The number of open holes on the outermost surface is the number of openings having a diameter of 20 nm or more existing in an area of 1000 nm × 1000 nm from an image obtained by observing the outermost surface 14a of the silica-based porous film 14 with an SEM. It is calculated by measuring. When the shape of the opening in the image is not a perfect circle, the average value of the minor axis and the major axis is taken as the diameter.

The number of open pores on the outermost surface of the silica-based porous film 14 is 13/10 ⁶ nm ² or less, and the absence of large-diameter pores on the outermost surface contributes to the improvement of the antifouling property. By having almost no large-diameter pores, dirt hardly penetrates into the pores inside the silica-based porous film 14, and the attached dirt is easy to remove.
The fact that there are almost no large-diameter holes on the outermost surface also contributes to improved durability.
When conventional porous silica membranes contain pores with a diameter of 20 nm or more, the pores communicate with each other and many open pores are formed on the membrane surface. When performed, the porous structure is broken and the antireflection performance tends to be lowered. For example, when a conventional silica-based porous film is directly formed on the surface of the glass plate 12, the porous structure at the portion in contact with the glass plate 12 under wet heat conditions is broken by the influence of alkali, and the antireflection performance is lowered.
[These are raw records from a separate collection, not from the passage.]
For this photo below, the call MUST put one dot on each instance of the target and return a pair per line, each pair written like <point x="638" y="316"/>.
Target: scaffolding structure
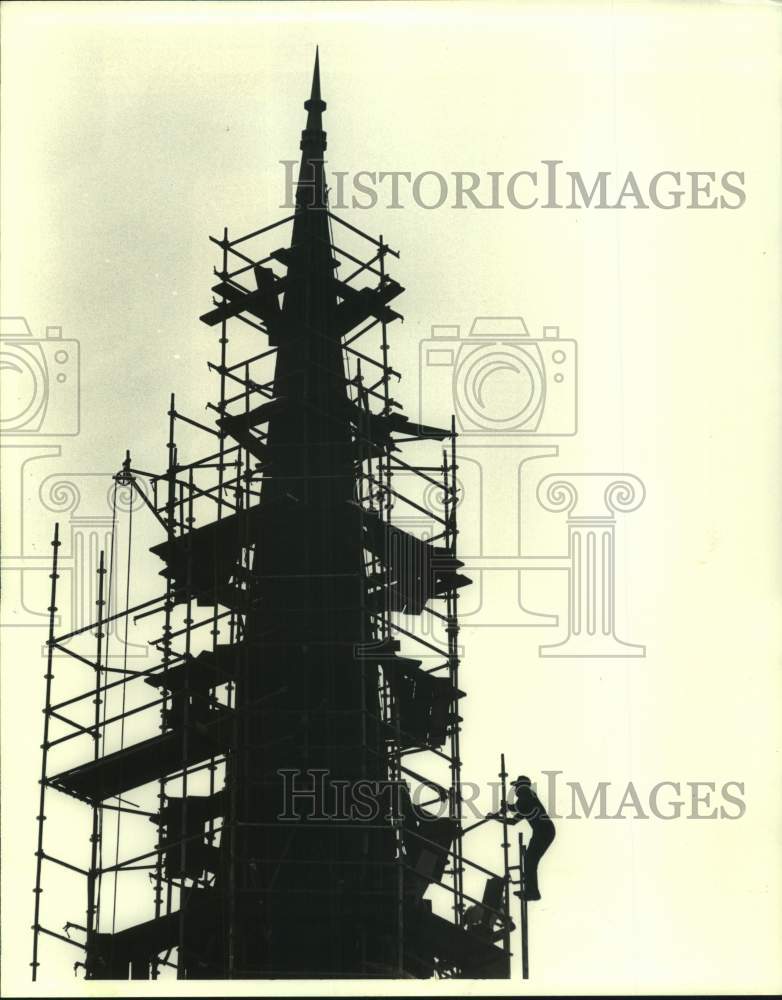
<point x="306" y="645"/>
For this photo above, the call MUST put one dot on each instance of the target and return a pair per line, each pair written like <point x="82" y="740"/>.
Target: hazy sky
<point x="131" y="132"/>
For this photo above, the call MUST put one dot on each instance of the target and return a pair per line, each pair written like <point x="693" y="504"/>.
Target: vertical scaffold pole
<point x="451" y="535"/>
<point x="524" y="922"/>
<point x="505" y="855"/>
<point x="92" y="876"/>
<point x="44" y="750"/>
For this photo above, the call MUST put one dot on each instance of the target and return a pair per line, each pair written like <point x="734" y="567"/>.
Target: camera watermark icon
<point x="516" y="400"/>
<point x="40" y="404"/>
<point x="503" y="381"/>
<point x="40" y="381"/>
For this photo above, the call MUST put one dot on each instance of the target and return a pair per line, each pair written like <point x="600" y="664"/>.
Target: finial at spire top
<point x="315" y="103"/>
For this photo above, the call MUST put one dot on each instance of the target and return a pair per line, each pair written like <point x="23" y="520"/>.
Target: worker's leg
<point x="543" y="834"/>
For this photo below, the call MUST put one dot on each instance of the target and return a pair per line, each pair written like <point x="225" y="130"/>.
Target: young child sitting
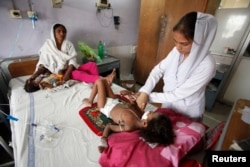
<point x="154" y="127"/>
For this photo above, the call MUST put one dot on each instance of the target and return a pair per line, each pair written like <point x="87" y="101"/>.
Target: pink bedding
<point x="127" y="149"/>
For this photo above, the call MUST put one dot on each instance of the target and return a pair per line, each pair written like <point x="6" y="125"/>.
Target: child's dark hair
<point x="186" y="25"/>
<point x="31" y="87"/>
<point x="59" y="25"/>
<point x="159" y="130"/>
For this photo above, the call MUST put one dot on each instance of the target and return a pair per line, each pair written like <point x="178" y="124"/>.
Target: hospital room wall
<point x="83" y="21"/>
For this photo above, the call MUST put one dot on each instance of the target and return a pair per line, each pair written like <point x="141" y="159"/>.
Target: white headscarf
<point x="205" y="30"/>
<point x="52" y="58"/>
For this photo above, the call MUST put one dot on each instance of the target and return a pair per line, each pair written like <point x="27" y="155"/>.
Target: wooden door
<point x="157" y="19"/>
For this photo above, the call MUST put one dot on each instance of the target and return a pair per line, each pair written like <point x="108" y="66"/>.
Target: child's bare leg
<point x="94" y="91"/>
<point x="110" y="78"/>
<point x="109" y="91"/>
<point x="104" y="139"/>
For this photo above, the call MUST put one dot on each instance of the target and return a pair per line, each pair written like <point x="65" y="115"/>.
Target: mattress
<point x="49" y="131"/>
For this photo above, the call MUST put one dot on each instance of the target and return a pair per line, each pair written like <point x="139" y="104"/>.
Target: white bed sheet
<point x="36" y="143"/>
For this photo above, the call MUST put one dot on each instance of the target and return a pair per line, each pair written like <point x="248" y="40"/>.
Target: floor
<point x="220" y="112"/>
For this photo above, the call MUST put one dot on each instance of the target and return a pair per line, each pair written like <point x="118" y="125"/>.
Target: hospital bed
<point x="50" y="130"/>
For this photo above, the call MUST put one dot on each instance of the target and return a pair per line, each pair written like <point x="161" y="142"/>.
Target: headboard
<point x="15" y="67"/>
<point x="21" y="68"/>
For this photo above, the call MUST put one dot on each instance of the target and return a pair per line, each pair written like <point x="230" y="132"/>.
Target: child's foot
<point x="110" y="78"/>
<point x="126" y="92"/>
<point x="87" y="102"/>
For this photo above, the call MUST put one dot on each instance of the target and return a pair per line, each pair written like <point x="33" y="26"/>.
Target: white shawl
<point x="205" y="30"/>
<point x="55" y="60"/>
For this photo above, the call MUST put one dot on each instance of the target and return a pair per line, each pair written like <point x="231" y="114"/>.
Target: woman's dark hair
<point x="159" y="130"/>
<point x="59" y="25"/>
<point x="186" y="25"/>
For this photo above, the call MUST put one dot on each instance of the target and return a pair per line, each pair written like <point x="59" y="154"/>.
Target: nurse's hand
<point x="142" y="100"/>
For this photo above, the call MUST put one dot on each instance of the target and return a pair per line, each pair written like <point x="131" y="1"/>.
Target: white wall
<point x="239" y="84"/>
<point x="81" y="19"/>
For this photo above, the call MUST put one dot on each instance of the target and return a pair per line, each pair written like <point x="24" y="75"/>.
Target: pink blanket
<point x="127" y="149"/>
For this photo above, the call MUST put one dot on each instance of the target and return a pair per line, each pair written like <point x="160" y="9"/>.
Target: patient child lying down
<point x="43" y="81"/>
<point x="154" y="127"/>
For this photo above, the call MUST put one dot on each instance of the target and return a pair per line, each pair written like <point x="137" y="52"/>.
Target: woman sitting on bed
<point x="58" y="56"/>
<point x="154" y="127"/>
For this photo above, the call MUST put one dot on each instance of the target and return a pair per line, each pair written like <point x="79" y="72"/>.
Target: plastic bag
<point x="88" y="52"/>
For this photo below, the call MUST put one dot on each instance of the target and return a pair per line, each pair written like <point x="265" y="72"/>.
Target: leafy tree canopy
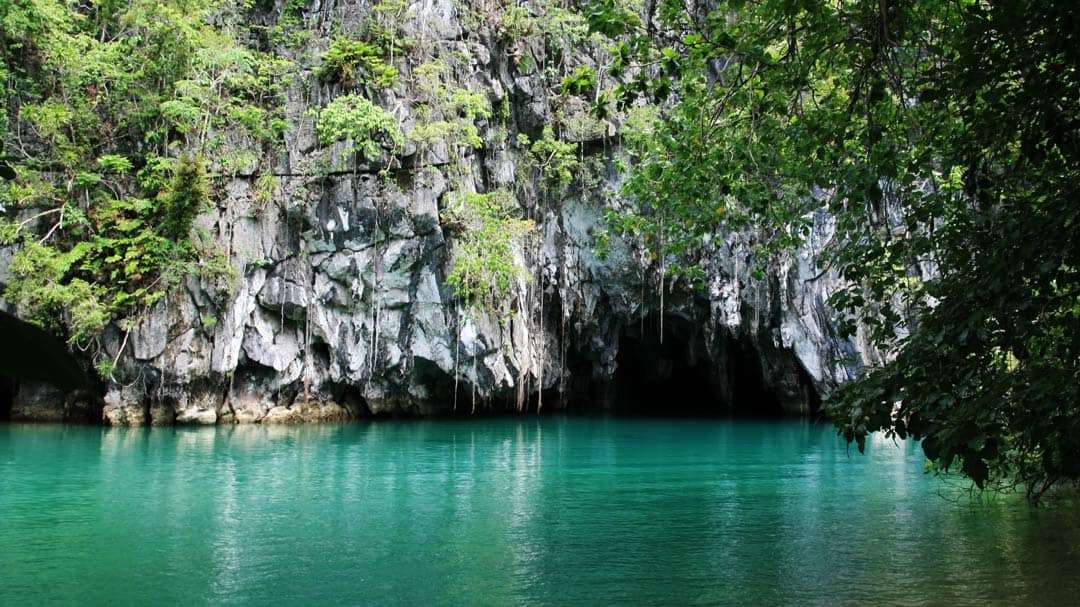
<point x="942" y="136"/>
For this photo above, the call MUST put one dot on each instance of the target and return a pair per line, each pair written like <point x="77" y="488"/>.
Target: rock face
<point x="340" y="306"/>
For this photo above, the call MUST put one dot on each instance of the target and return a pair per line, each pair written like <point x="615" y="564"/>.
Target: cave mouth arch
<point x="686" y="376"/>
<point x="8" y="388"/>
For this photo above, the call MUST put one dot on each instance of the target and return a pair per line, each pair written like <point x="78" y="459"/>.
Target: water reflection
<point x="548" y="511"/>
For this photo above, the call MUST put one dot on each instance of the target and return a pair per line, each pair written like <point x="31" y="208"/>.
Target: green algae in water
<point x="550" y="511"/>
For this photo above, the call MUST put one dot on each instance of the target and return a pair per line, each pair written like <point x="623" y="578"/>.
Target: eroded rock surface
<point x="340" y="307"/>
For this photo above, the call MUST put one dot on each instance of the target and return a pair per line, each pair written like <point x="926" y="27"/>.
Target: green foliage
<point x="556" y="161"/>
<point x="447" y="113"/>
<point x="933" y="133"/>
<point x="187" y="196"/>
<point x="580" y="82"/>
<point x="364" y="125"/>
<point x="115" y="105"/>
<point x="484" y="270"/>
<point x="356" y="63"/>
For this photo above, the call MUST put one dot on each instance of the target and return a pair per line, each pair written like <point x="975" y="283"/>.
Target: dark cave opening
<point x="8" y="388"/>
<point x="678" y="377"/>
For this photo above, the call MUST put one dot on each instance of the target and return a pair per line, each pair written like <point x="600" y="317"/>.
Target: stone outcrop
<point x="340" y="307"/>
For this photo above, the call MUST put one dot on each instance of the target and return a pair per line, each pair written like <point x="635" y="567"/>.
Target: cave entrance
<point x="680" y="377"/>
<point x="8" y="388"/>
On the other hand, in the present invention, since the number of outermost surface open holes is small, the matrix 21 has excellent durability even though the holes 21 having a diameter of 20 nm or more are included in the matrix 21. For example, even when the silica-based porous film 14 is formed directly on the surface of the glass plate 12 and placed under wet heat conditions, the porous structure is maintained over a long period of time, and the antireflection performance is unlikely to deteriorate. It also has excellent wear resistance. The effect of suppressing the deterioration of the antireflection performance under wet heat conditions is that the outermost surface dense layer 14b allows moisture in the outside air to pass through the silica-based porous film 14 and reach the glass plate 12 to generate alkali. It is thought that it can be suppressed.
Thus, the antifouling property and durability (moisture heat resistance, wear resistance, etc.) are improved, so that the usefulness of the silica-based porous film 14 as an antireflection film is improved.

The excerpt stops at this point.